Douglas Heine was born in Vallejo in 1935 and graduated from Vallejo High School in 1953. His high school years were tumultuous and with his group of friends that some considered a gang, things often got pretty wild. He went on to attend Mare Island’s Apprentice School, as did many young Vallejo men of that time. Heine helped build reactors on nuclear submarines but visualized something else for his life’s work. While working night shifts at Mare Island, Heine attended California College of Arts and Crafts and Solano College during the day. Working at the shipyard, he learned the value of working with tools and developed skill in working with his hands. Heine had taken classes from DorothyHerger at Vallejo High School and was pleased to again study with Herger at Solano College. Through his study with Herger, Heine realized his passion in life was to work with his hands making art. He continued studying art while upholding the responsibilities of family life after marrying his sweetheart from Vallejo High School, Judy Anderson. Heine soon pursued work at UC Berkeley and moved the family to Berkeley at age 30.
     At UC Berkeley, Heine worked with Nobel laureate Luis Alvarez at the Space Science Laboratory.  He was part of the team that crafted scientific experiments for high-altitude balloons that would study cosmic particles. After a decade in that heady company, he met Professor Harold Paris at a meeting of Experiments with Art and Technology and was offered work in the art department to establish a plastics shop. No funding developed for plastics, but Heine was soon managing the process of bronze casting at UC Berkeley’s foundry with artist Peter Voulkos.
   Heine traveled to Carrara, Italy and visited the marble-carving studio of sculptor Manuel Neri, who encouraged him to try his hand at carving marble. After spending time in Studio Nicoli, Carlo Nicoli encouraged him to bring students from the U.S. and teach workshops   in marble-carving. For sponsorship, Heine approached the administration of UC Berkeley’s Extension “Travel Abroad” program, and for the following six years led an annual marble-carving workshop in Carrara.
    Heine worked with a consortium of universities and for Boston College to study mueon interaction. He traveled to Italy to work in the insulating caves of the Gran Sasso Mountains near the city of L’Aquila, not far from Rome. During this year of scientific study, he continued his study and the craft of carving marble.

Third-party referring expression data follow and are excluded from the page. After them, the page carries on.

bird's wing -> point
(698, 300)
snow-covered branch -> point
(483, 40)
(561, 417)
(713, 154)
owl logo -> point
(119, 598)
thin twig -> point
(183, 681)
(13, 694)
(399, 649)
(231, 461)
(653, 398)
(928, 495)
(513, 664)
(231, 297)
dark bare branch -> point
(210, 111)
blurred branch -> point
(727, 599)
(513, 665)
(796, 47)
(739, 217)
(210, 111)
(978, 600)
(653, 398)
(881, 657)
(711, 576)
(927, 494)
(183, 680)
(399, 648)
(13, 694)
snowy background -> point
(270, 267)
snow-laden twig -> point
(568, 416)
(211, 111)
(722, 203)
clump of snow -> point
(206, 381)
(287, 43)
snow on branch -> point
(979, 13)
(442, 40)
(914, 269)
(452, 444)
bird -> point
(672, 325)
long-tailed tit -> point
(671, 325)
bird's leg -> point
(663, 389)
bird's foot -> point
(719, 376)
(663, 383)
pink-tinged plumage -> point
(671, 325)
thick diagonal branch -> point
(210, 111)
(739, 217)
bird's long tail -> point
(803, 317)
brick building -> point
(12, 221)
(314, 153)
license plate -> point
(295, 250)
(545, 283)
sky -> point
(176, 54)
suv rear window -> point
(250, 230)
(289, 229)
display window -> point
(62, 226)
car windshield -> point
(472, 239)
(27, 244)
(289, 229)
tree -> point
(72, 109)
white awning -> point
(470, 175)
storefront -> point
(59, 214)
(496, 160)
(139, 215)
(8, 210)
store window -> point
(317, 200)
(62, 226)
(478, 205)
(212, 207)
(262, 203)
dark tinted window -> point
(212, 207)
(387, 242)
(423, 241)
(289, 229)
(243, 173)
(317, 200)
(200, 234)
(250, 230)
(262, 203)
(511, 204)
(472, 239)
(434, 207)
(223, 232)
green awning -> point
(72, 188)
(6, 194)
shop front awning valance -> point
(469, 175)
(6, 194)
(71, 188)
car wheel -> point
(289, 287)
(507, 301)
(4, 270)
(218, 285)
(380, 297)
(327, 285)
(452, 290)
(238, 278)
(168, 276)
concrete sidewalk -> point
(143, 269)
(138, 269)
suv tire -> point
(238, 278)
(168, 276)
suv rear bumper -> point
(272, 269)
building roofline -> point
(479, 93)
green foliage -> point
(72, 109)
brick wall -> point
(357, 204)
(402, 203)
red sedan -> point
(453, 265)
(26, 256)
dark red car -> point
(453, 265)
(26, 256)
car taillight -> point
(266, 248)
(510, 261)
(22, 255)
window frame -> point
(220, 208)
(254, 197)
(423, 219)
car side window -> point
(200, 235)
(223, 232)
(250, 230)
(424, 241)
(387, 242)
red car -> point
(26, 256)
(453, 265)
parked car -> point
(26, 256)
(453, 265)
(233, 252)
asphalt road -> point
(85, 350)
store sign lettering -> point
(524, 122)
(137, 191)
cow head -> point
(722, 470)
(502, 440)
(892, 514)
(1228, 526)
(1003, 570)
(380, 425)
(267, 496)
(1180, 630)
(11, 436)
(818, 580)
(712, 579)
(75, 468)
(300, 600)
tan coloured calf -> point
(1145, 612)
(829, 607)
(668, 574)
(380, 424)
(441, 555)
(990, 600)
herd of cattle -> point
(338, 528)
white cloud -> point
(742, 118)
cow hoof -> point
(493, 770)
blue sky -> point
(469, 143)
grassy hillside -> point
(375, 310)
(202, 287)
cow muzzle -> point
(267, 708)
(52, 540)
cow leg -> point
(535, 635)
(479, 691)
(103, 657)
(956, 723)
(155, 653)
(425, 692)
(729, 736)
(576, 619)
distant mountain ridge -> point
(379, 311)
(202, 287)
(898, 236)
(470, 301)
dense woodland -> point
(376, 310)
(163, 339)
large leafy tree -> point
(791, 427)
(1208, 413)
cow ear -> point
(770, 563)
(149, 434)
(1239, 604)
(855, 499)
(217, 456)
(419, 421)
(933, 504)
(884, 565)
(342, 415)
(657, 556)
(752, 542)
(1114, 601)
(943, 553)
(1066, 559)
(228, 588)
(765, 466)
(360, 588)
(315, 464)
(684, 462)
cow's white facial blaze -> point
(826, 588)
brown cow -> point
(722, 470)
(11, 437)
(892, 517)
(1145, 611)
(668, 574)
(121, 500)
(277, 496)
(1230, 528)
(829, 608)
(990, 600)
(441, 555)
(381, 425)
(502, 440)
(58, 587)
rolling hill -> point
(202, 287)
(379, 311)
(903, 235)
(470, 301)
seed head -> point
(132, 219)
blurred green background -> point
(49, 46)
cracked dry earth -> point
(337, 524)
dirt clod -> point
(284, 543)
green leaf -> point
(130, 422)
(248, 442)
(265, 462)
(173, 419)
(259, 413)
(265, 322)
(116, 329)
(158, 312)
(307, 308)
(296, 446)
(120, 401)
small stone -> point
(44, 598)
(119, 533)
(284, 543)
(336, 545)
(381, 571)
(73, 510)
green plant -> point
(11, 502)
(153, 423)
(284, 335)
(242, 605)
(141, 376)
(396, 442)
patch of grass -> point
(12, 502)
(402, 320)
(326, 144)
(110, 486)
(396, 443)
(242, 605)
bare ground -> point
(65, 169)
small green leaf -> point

    Heine developed his art in the Berkeley studio shared with fellow sculptor Jorge Duron. Originally from Mexico, Duron encouraged him to teach drawing workshops in the colonial city of San Miguel de Allende. Heine drew students from the U.S. to workshops every year for ten years. During this same time, he taught figurative clay workshops in Berkeley. He continued his work at UC Berkeley, this time in the Astrophysics Department, working with George Smoot, winner of the Nobel Prize for the experiment Cosmic Background Explorer.
    After many years of work at UC Berkeley and teaching workshops, he took early retirement and  began to focus full time on his art in his West Berkeley studio. He has shown his art internationally and locally. Heine’s public installations grace the City of Orinda, Solano College, St. Hilary’s in Tiburon, and the Embarcadero BART station. After an absence of fifty years the prodigal son returns to his roots.
    Heine is pleased to return to the city of his birth, Vallejo, to share his life’s pursuit of art via the multiple media of marble, bronze, aluminum, paint, and tapestry.